Please understand that we cannot work with anyone who violates applicable laws or regulations, attempts to exploit a security issue or access other users’ data – in other words, violate this policy.
- The severity of a vulnerability within a report will be verified using the NVD CVSSv3.1 calculator. The severity rating coming from that calculation will be considered final
- Bounties are not guaranteed and are issued solely at the discretion of Akeero
- Multiple vulnerabilities caused by one underlying issue will be awarded one bounty
- You must disclose all possible ways to exploit an issue in your original report. Akeero will not issue a bounty, follow-on bounty, or bonus if we believe you are abusing this process by not providing complete information in your initial report
- Please provide detailed reports with reproducible steps. If the report is not detailed enough to reproduce the issue, the issue may not be eligible for a reward. This usually requires a working PoC typically in the form of a clickable link that we can verify. Videos or screenshots are not considered definitive proof and you may be asked to provide additional information
- Submit one vulnerability per report, unless you need to chain vulnerabilities to demonstrate combined impact
- When duplicates occur, we only award the first report that was received (provided that it can be fully reproduced)
- Social engineering (e.g. phishing, vishing, smishing) is prohibited
- Lateral movement from a compromised host is prohibited
- Any manipulation or further exploit past the initial PoC is prohibited
- Make a good faith effort to avoid privacy violations, destruction of data, and interruption or degradation of our service. Only interact with accounts you own or with explicit permission of the account holder
- Please submit your report to sirt(at)akeero.com. Your report should include a detailed description of the issue, and the steps required to reproduce what you have observed. In doing so, please make every attempt possible to protect our customers’ privacy, data confidentiality, and integrity – we very much value your assistance in preserving those
- Please understand that we cannot work with anyone who violates applicable laws or regulations, attempts to exploit a security issue or access other users’ data – in other words, violate this policy
Akeero’s default policy is to acknowledge all researchers who submit a valid security vulnerability report. We are a small startup, and although we can’t match large companies when it comes to monetary bounty awards, we understand the value of a good submission and we do offer researchers a few different awards options.

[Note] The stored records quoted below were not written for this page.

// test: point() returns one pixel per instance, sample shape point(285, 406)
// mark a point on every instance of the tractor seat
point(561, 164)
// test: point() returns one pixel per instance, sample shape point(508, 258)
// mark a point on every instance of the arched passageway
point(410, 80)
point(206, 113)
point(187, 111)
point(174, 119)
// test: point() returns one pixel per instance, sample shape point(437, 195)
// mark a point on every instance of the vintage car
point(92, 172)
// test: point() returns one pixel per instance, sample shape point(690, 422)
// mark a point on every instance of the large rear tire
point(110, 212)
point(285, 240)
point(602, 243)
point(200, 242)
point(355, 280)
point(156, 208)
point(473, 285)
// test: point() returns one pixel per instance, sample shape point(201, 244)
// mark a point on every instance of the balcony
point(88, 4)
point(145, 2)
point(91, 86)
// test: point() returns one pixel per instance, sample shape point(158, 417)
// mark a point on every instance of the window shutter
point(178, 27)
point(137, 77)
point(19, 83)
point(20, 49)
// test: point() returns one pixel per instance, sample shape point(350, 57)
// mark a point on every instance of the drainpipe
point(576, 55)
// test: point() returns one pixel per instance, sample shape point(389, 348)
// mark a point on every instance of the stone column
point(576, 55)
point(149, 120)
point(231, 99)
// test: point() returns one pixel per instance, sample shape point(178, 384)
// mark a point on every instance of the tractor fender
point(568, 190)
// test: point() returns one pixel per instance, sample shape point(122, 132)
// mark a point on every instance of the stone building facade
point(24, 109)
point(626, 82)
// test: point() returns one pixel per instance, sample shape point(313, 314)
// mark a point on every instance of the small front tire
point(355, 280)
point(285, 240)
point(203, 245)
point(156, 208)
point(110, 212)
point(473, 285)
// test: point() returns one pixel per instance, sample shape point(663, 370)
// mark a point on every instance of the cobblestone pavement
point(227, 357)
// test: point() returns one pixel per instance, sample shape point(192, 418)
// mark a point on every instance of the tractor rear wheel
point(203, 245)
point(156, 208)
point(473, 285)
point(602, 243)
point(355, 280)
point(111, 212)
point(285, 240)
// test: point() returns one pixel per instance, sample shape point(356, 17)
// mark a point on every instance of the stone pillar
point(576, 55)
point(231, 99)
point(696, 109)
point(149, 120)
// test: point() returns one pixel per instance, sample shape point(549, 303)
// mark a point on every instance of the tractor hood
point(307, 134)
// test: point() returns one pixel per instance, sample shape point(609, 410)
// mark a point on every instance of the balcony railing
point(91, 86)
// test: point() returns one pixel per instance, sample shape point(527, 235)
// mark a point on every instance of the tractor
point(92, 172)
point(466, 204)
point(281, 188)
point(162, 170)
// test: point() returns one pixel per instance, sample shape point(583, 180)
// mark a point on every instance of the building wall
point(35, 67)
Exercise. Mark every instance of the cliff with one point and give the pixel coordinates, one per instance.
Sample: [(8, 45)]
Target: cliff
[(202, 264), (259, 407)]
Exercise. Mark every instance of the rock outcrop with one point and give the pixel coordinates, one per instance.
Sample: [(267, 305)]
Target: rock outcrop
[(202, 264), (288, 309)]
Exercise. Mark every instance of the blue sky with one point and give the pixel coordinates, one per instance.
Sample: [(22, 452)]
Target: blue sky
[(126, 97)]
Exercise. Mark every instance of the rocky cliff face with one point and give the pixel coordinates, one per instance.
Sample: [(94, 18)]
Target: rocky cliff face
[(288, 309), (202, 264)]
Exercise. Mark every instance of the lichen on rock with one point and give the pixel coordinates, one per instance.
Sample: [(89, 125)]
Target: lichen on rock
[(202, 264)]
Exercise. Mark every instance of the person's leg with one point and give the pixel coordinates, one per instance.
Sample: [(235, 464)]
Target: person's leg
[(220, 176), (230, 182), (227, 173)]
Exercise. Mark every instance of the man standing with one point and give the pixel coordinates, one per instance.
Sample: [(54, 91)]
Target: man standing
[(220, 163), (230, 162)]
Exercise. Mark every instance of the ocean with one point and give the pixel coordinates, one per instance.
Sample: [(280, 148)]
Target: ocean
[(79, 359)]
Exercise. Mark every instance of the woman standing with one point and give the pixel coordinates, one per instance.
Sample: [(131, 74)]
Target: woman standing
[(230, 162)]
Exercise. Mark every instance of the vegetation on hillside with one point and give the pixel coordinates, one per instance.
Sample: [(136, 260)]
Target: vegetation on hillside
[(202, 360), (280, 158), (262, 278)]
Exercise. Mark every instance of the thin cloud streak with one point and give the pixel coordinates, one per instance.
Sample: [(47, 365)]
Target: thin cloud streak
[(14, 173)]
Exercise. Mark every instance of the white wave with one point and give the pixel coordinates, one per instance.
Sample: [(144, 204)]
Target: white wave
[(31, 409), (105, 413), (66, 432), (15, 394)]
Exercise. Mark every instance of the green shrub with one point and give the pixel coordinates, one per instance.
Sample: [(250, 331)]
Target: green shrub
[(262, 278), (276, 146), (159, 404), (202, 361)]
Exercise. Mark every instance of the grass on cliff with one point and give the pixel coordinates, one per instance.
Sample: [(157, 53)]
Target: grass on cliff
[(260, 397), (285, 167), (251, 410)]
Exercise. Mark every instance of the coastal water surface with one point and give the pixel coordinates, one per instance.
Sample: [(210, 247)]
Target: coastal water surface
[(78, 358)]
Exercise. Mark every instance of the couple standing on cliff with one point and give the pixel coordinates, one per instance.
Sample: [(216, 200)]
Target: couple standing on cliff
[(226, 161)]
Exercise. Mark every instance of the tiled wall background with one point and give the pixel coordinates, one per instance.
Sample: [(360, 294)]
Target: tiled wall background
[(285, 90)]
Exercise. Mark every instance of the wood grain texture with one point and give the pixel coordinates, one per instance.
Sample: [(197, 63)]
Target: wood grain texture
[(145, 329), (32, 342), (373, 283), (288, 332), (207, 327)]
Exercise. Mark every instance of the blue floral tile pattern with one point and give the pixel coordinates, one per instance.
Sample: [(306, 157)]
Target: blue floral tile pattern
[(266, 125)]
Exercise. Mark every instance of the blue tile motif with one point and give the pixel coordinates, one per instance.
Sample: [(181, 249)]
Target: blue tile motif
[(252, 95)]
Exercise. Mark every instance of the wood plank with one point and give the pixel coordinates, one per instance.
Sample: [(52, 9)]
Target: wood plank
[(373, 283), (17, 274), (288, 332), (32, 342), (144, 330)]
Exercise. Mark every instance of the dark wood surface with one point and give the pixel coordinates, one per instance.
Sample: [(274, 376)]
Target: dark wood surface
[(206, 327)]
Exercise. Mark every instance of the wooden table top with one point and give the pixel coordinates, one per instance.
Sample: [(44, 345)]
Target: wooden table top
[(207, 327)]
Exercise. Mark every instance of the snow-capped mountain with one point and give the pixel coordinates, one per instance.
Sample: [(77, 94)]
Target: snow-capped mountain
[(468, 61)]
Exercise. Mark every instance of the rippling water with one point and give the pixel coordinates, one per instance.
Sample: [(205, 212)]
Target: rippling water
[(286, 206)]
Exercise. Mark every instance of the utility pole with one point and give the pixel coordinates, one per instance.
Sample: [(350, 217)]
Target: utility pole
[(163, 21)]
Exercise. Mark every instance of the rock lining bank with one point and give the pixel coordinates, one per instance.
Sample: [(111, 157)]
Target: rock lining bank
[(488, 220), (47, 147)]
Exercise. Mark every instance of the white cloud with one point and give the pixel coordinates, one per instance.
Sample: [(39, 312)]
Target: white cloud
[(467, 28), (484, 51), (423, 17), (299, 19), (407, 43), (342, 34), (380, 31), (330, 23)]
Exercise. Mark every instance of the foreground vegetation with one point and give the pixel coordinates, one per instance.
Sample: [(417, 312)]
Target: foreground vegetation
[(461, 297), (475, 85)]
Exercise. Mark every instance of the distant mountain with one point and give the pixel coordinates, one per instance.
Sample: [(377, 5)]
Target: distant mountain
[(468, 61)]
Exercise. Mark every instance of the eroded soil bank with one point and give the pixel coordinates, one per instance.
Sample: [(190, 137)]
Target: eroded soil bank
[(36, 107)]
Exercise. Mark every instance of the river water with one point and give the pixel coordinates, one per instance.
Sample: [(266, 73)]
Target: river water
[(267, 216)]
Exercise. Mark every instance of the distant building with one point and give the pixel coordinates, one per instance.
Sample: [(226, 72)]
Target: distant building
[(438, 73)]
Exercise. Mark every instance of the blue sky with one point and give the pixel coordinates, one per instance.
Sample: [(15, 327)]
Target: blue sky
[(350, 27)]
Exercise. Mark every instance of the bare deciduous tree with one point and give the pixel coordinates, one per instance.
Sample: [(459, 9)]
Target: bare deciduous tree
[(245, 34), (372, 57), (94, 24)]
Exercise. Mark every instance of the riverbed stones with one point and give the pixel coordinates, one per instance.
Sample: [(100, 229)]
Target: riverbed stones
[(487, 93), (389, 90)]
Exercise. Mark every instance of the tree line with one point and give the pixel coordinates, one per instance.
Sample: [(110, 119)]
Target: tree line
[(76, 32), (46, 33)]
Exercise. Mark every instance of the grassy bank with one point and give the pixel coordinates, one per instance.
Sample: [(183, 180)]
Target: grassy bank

Any such bounty will be awarded after an Akeero team member has confirmed the issue during the Triage process. We generally won’t wait to award a bounty until after the item is fixed as we understand some issues may have long lead times in deploying fixes. Bounties are only awarded for actual security or privacy impacting reports, and not for functionality or other types of bugs.
Upon receipt of your report, we promise to review and address any security issues in a timely manner and to communicate with you during our investigation and upon resolution.
Akeero will make a best effort to meet the following timelines:
- Time to first response (from report submission) – 1 business day
- Time to triage (from first response) – 1 business day
- Time to acknowledgment (from triage) – 10 business days
We’ll try to keep you informed about our progress throughout the process.
Any activities conducted in a manner consistent with this policy will be considered authorized conduct and we will not initiate legal action against you. If legal action is initiated by a third party against you in connection with activities conducted under this policy, we will take steps to make it known that your actions were conducted in compliance with this policy.